Companies Push for Virus Legal Protection, Prompting Worker Concern

“Immunity signals to workers and consumers that they go back to work or they go to the grocery store at their peril,” Mr. Vladeck said.

Tracking suggests that, at least for the moment, such lawsuits are rare in the United States.

According to data collected by the law firm Hunton Andrews Kurth, 2,645 coronavirus-related lawsuits have been filed in the United States this year as of June 11. But the majority of those disputes relate to insurance coverage, prisoner and detainee petitions, and civil right cases, including challenges to stay-at-home orders. Only 49 of the cases related to conditions of employment, including exposure to the coronavirus at work or a lack of protective gear, while 77 relate to unlawful termination, according to the law firm.

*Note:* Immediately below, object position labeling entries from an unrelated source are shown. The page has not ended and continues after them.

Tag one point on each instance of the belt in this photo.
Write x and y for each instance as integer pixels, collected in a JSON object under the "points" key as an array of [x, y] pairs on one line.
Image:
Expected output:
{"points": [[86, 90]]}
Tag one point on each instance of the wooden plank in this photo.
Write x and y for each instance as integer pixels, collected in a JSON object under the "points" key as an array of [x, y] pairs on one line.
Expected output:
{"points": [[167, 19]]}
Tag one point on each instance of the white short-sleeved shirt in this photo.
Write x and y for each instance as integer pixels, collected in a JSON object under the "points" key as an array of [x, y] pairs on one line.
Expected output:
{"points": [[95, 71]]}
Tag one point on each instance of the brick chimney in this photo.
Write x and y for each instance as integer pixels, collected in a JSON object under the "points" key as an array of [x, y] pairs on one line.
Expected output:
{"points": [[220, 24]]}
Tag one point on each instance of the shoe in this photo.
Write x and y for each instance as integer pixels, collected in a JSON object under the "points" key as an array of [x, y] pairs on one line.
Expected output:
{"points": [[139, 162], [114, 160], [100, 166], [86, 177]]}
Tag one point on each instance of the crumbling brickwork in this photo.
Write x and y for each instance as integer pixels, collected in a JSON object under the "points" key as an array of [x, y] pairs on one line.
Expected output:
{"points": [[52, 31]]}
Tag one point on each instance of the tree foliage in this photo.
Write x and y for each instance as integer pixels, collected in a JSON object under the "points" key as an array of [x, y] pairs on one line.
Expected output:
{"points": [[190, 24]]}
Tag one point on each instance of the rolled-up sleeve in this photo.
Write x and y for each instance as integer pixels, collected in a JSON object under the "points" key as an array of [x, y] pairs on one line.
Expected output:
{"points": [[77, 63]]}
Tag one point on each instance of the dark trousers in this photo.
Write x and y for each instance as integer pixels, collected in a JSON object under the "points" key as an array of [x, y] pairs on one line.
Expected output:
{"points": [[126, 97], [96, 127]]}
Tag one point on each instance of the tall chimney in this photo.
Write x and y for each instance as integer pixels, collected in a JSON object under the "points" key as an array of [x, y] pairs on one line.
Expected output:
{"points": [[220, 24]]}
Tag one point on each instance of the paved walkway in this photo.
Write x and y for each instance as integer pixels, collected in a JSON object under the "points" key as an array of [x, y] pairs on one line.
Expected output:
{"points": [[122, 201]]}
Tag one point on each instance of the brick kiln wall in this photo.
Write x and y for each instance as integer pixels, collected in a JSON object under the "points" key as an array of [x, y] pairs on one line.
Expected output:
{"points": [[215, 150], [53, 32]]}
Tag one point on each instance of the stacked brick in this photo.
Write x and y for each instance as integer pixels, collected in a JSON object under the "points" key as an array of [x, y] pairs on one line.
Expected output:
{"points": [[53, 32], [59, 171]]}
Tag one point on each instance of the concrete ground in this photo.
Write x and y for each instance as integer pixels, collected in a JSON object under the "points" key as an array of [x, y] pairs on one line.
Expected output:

The database also records only seven personal injury cases from consumers who were exposed to the coronavirus in a public place, and two wrongful death cases from public exposure.

Ms. Lipsen said the current push for liability protections reflects a longstanding effort by corporations to secure more legal protections in times of crisis, including after the Sept. 11, 2001, attacks and swine flu epidemic.

“They have been doing this for decades,” she said. “Every time there is a crisis, that’s what they do.”

Unions including the United Steelworkers, the United Farm Workers, the Teamsters and the American Federation of Teachers have also protested expanded liability protections, fearing that they would lead to laxer safety standards for workers. Many essential workers are already being forced to choose between their safety and a paycheck, unions leaders say, and those risks are falling disproportionately on workers of color.

Marc Perrone, the president of the United Food and Commercial Workers International Union, which represents workers in grocery stores and meatpacking plants, told the Senate Judiciary Committee in a hearing on May 12 that offering employers immunity “would exacerbate some of the more outlaw employers that we may have in this country.”